Après les traitements de Nindra et Garith, c’était trop facile. Non seulement les parasites n’avaient pas pu se multiplier, mais le manque de nutriments les avait également empêchés de former un cocon, les laissant exposés, proies faciles pour les vrilles sombres.

Personne n’a collecté les toxines, qui ont été gaspillées, mais personne ne s’en est soucié. Il a fallu plusieurs minutes à Lith pour nettoyer complètement le corps, et les effets étaient visibles à l’œil nu. Les veines bleues ont d’abord dégonflé puis disparu, la peau du gamin a retrouvé une partie de sa couleur, mais est restée terriblement pâle.

“J’aurais dû nettoyer son système. Mais les parasites sont toujours là.” Il a menti, pour protéger ses secrets. Si le gamin survivait, Lith devait éviter à tout prix qu’un autre guérisseur l’examine, l’ajoutant au troupeau de ses patients.

De cette façon, il pourrait toujours prétendre l’avoir guéri petit à petit, au lieu de le faire en une seule fois.

“Alors pourquoi est-il toujours inconscient ?” demanda Kilian.

“Parce qu’il n’y a aucun moyen de savoir quels dommages son corps a subi. J’ai fait tout ce que j’ai pu, maintenant c’est à lui de jouer.” A part éviter de mentionner l’état du noyau de mana, Lith leur avait dit la vérité.

– “Utiliser la magie lumineuse ou lui donner un peu de ma force vitale est inutile. Son corps est en parfait état, le problème c’est le noyau. Comment ça se passe, Solus ?”

“Pas bon. Même après avoir enlevé les toxines, le noyau de mana n’a montré aucun signe de récupération.” –

“Ramenez-le à ses parents. Il n’y a aucune raison de le garder ici.”

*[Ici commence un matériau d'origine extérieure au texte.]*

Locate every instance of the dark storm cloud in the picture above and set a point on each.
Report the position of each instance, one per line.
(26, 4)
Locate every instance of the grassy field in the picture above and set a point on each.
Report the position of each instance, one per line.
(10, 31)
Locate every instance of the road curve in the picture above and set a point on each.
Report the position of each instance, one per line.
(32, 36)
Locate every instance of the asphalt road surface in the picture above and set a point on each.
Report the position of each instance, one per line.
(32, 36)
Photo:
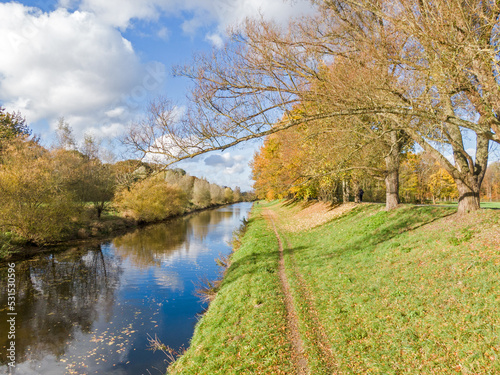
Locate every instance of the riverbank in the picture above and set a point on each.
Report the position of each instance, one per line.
(110, 224)
(408, 291)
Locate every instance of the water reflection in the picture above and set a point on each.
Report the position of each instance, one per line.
(90, 310)
(57, 296)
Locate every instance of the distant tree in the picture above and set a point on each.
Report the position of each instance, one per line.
(152, 199)
(201, 193)
(216, 194)
(12, 125)
(34, 200)
(64, 136)
(228, 195)
(237, 194)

“Ses parents ne sont pas dans la dernière tente, ni dans aucune autre.” Le soldat a expliqué.

“Nous n’avons jamais réussi à les trouver, ils sont soit morts, soit ils se sont enfuis quand tout a commencé.”

Lith a fait un signe de tête.

“Je ne veux pas le laisser seul alors qu’il est encore comme ça. Ça vous dérange si on reporte votre traitement à demain ?”

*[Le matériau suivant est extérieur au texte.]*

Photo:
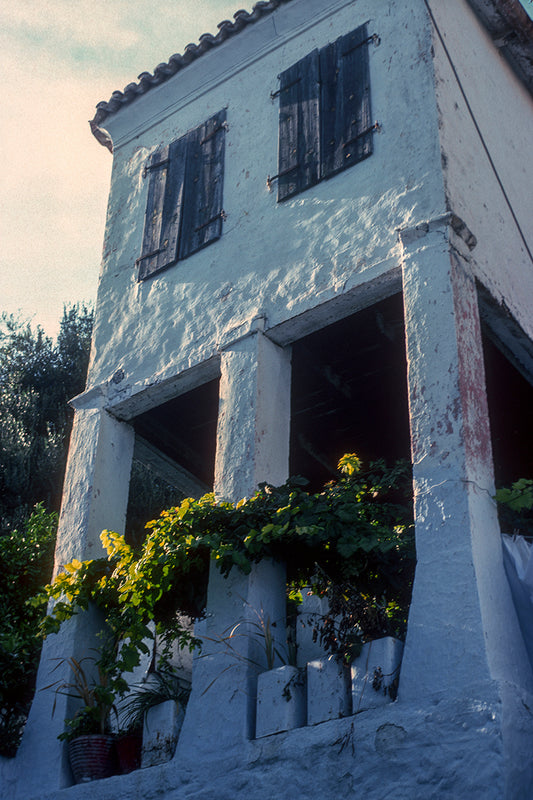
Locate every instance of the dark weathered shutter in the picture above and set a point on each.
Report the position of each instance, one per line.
(299, 147)
(165, 170)
(156, 169)
(204, 184)
(346, 127)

“Pas de problème.” Nindra répondit, craignant de toucher la main de l’enfant et d’aggraver son état. Elle était encore infectée, et n’avait aucune idée de la façon dont la peste se propageait.

“Je peux vous tenir compagnie ?” Lith secoua la tête, et commença bientôt à faire les cent pas dans la petite tente.

Il commença à se creuser la tête, essayant de trouver un moyen d’infuser du mana dans le corps du gamin sans le blesser, mais en vain. Lith savait par expérience qu’envoyer du mana directement dans le noyau revenait à l’empoisonner.

D’après Solus, faire circuler son propre mana dans le corps d’un autre via Invigoration ne l’a jamais endommagé, mais cela n’a pas non plus affecté le noyau. Au cours de la purification, l’énergie mondiale que Lith avait injectée dans le petit corps n’avait pas été absorbée, même s’il l’avait approchée du noyau.

Peut-être était-ce parce qu’il portait encore l’empreinte de mana de Lith, mais le noyau de mana l’a ignoré, refusant de s’en nourrir. Une heure passa, puis une autre, jusqu’à ce que le noyau devienne complètement gris avant de disparaître comme une bouffée de fumée.

– “Il est mort.” – a dit Solus dès qu’elle a vu la force vitale de l’enfant disparaître.

Lith a transmis la nouvelle aux autres. Sa voix était calme et posée, mais à l’intérieur, il était angoissé, se demandant dans quelle mesure c’était la faute des parasites plutôt que la sienne. Peut-être que s’il n’avait pas hésité, les choses se seraient passées différemment.

Peut-être qu’il était juste un monstre, et qu’il ne méritait pas d’être aimé.